Basolateral proteins are redirected to the apical membrane at the infection site
The data presented above strongly indicate that EPEC microcolony growth increased with access to basolateral membrane components. Therefore, we tested if local apical-basal host-cell polarity was altered at the site of microcolony growth which possibly could generate new and/or improved sites for further development of the infection.
To investigate whether basolateral proteins accumulate at the site of microcolony growth, the localization of basolateral proteins not known to be involved in establishment of epithelial polarity or EPEC attachment was investigated.
Aquaporin-3 (AQP3) is a water channel protein that has previously been used as a model protein to study trafficking and localization of basolateral membrane proteins [46, 47]. There are no reports of AQP3 involvement in EPEC attachment or pedestal formation.

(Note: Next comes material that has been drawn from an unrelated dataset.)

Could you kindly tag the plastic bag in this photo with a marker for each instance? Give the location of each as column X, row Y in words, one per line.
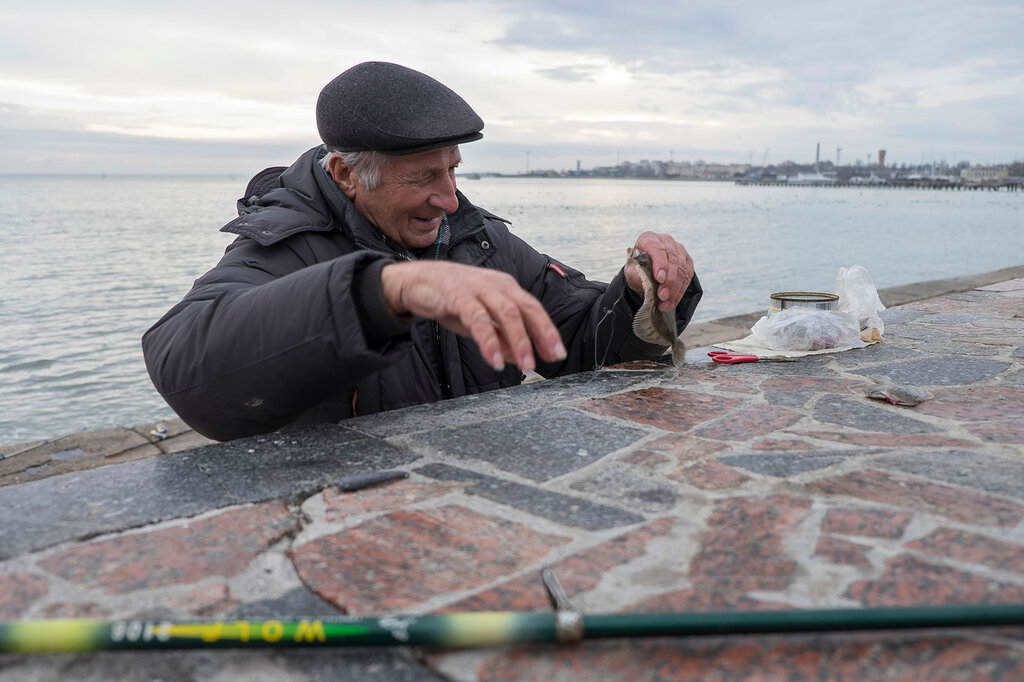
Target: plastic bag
column 806, row 329
column 858, row 297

EPEC infection of polarized MDCK-AQP3-EGFP cells showed that AQP3-EGFP was recruited to the infection site on the apical surface (Fig 2A). Similarly, the transferrin receptor (TfR), which is predominantly localized to basolateral membranes and recycling endosomes, was also recruited to the EPEC infection site (S3 Fig).
To determine the kinetics of AQP3-EGFP recruitment to the infection site, time-lapse imaging of infected MDCK-AQP3-EGFP cells was performed. Time-lapse imaging revealed that AQP3-EGFP recruitment occured continuously following bacterial adhesion to the apical surface (Fig 2B).
Gp135/podocalyxin is a strictly apical protein and has been used previously for labeling the apical membrane of MDCK cells [48, 49]. Upon infection, gp135 localization was more heterogeneous, and gp135 was localized to infecting EPEC (Fig 2C). There was not complete co-localization of the recruited basolateral AQP3-EGFP and localization of the apical gp135 at the infection site (Fig 2D).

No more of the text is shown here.